On juge le plus souvent la qualité ou l’intérêt d’une production médiatique à un certain nombre de critères, prescrits par l’habitude que nous avons de l’image faite dans un contexte professionnel. Le film de famille, réalisé dans de petits formats, se présente pour sa part avec « du grain » ; le maniement de la caméra, laissé au soin d’un amateur, produit nombre de mouvements aberrants, sauts, bougés, tremblements ; enfin peu de familles se donnaient la peine de « monter » même sommairement leurs diverses prises, ce qui fait que les films s’offrent habituellement en séquences plus ou moins anarchiques. Ces aspects propres au « genre », qui constitueraient dans n’importe quel autre contexte cinématographique des erreurs, perçues comme telles par une majorité de spectateurs, forment ensemble le caractère esthétique distinctif du film de famille ; ce sont d’ailleurs ces maladresses que les cinéastes imitent lorsqu’ils veulent en reproduire la charge émotive propre dans leur fiction. Il s’agit donc de défauts subsumés par l’habitude qu’on a de les associer à un type singulier de pratiques, et transcendés par l’émotion que celles-ci génèrent.
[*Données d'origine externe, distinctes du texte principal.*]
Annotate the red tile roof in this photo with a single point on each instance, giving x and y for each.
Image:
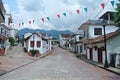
(100, 39)
(66, 35)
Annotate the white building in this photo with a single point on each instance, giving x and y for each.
(35, 41)
(63, 39)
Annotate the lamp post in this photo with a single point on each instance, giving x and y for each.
(105, 45)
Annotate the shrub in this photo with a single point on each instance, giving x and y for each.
(34, 52)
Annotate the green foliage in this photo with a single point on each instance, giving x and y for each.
(116, 15)
(34, 52)
(12, 41)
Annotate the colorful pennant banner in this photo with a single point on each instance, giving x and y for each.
(112, 2)
(64, 14)
(48, 18)
(86, 10)
(103, 5)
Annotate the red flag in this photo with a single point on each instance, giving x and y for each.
(42, 19)
(58, 15)
(78, 11)
(19, 24)
(103, 5)
(29, 22)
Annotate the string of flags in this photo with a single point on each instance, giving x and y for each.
(112, 2)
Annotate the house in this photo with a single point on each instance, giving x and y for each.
(113, 49)
(2, 12)
(35, 41)
(2, 30)
(74, 40)
(94, 28)
(95, 48)
(63, 39)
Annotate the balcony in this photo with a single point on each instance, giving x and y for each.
(2, 18)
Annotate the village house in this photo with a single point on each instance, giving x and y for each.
(94, 28)
(3, 29)
(95, 49)
(74, 40)
(36, 41)
(64, 38)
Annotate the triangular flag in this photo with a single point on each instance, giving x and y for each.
(103, 5)
(86, 10)
(22, 24)
(42, 19)
(58, 15)
(64, 14)
(33, 21)
(29, 22)
(78, 11)
(19, 24)
(70, 13)
(113, 3)
(48, 18)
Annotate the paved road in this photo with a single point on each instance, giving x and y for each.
(60, 65)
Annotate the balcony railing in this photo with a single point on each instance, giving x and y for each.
(2, 18)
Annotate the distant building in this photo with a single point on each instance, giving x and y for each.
(35, 41)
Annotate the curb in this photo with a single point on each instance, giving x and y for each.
(5, 72)
(90, 62)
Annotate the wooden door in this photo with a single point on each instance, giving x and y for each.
(91, 53)
(100, 55)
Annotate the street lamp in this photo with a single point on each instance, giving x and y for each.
(106, 61)
(33, 41)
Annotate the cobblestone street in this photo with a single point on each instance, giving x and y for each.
(60, 65)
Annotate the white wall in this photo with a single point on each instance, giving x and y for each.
(95, 55)
(107, 28)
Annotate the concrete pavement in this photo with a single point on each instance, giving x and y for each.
(60, 65)
(14, 59)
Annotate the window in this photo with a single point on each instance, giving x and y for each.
(31, 43)
(97, 31)
(38, 43)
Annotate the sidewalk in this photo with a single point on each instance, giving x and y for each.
(111, 69)
(16, 58)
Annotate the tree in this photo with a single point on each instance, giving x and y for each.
(12, 41)
(117, 14)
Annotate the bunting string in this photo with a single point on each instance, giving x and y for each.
(65, 14)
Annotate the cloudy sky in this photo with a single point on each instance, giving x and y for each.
(24, 11)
La grande force de J’ai la mémoire qui tourne, c’est de mettre en valeur ce caractère si particulier du film de famille, en n’essayant pas de faire tenir à ces images un discours second mais en leur offrant plutôt une mise en scène et les accompagnant d’un commentaire qui reproduisent au mieux le contexte « ordinaire » de leur énonciation. Ces films en effet ne sont pas conçus pour être vus en salle ni dans aucun espace public ; leur lieu naturel d’existence, c’est la famille elle-même, la réunion familiale, et les circonstances habituelles de leur visionnement impliquent que les acteurs du film en sont aussi les spectateurs. Cette situation unique permet, comme un peu tout le monde en a déjà fait l’expérience, un mode de réception éminemment actif ; chacun y va de son commentaire, on rit, on s’émeut de reconnaître une personne absente, le film générant non pas une écoute attentive et recueillie mais une écoute participative dont l’enjeu est toujours de garder vivante la mémoire familiale, par-delà les images qui lui servent de support, accessoires en réalité. Images-prétextes dont la finalité pragmatique est de créer du lien, de reconduire une fois de plus le plaisir de se retrouver parmi les siens et de se souvenir ensemble des bons moments qu’on y a vécus.
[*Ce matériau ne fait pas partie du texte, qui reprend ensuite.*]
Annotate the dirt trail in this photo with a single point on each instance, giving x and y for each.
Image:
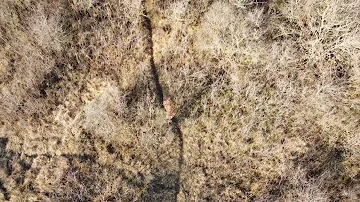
(175, 123)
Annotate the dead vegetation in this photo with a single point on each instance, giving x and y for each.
(157, 100)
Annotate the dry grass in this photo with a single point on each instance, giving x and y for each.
(263, 97)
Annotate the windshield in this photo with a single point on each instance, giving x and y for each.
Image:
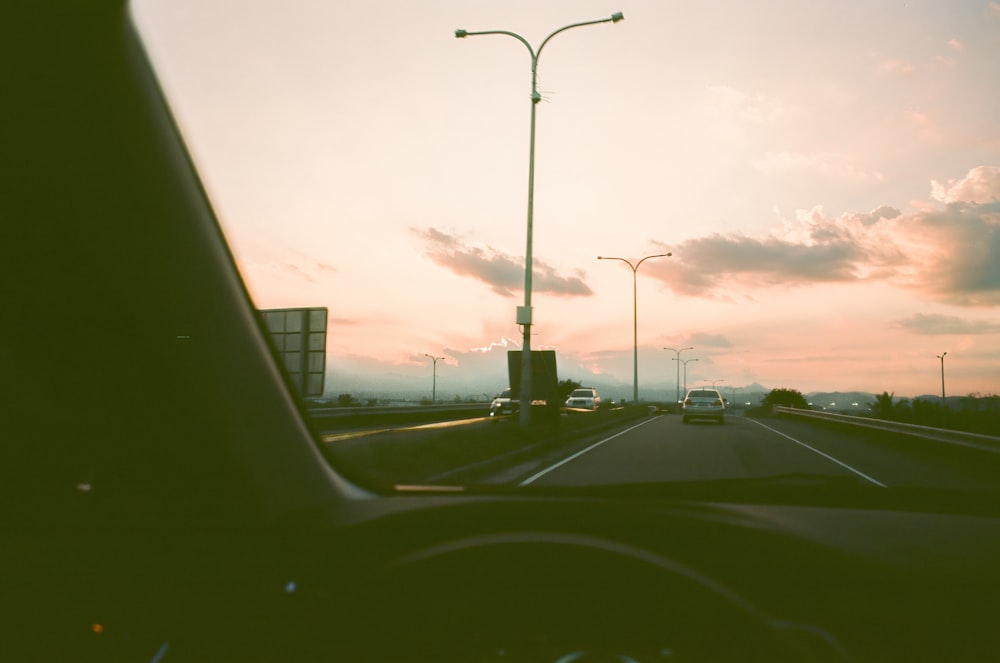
(791, 207)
Aussi l’habitude souvent détestable des producteurs d’imposer aux idéateurs de concepts d’émissions la présence de « vedettes » trouve ici une fonction moins artificielle. Chaque épisode est ainsi organisé autour de thèmes (pour la première saison : le « printemps », l’ « été », l’ « automne », l’« hiver ») et la présentation des bandes se fait avec d’une part avec un vieux projectionniste (Marcel Sabourin, dont la narration exceptionnelle rend justice à des textes non moins remarquables de Marie-Michèle Tremblay et S. Cormier) qui semblent les redécouvrir et une « assistance » constituée de personnalités qui tour à tour viennent commenter les images qu’on leur soumet en même temps qu’aux téléspectateurs. Cette mise en scène, qui a pour effet de mettre en valeur l’acte de réception en le concrétisant, contribue par ailleurs à en situer justement la pertinence sur le plan de la parole que le film de famille ne manque jamais de susciter. Les vedettes ne sont donc pas là pour vendre quoique ce soit ni elles-mêmes, mais pour permettre aux films d’exister dans un contexte qui leur soit plus naturel, celui d’une communauté – ici non plus la famille restreinte, mais la « famille élargie du Québec » qu’elles incarnent. En un sens, on peut dire que rarement le côté familier, l’aspect fortement convivial du lien qui rattache le public québécois à ses vedettes n’auront été exploités de manière aussi appropriée, et l’émotion générée par le procédé plus sincère.
Il est peu de circonstances où le cinéma trouve au petit écran un espace optimal pour se révéler ; la mise en valeur du patrimoine que constituent les films de famille en est un, si l’on tient compte du fait que les modalités de réception de la télévision (du moins jusqu’à récemment 2 ) reproduisent à peu de chose près celles de ce type très singulier de productions. Une chaîne comme Historia, dont la programmation originale est trop souvent faite d’émissions qui ont un lien très ténu avec notre patrimoine et notre histoire (avec des concepts comme Le Tour du jardin ou À vos marteaux…), trouve ici exactement le genre de projets capable de lui donner, en même temps qu’un produit de grande qualité, une pertinence qu’elle n’a pas toujours su démontrer.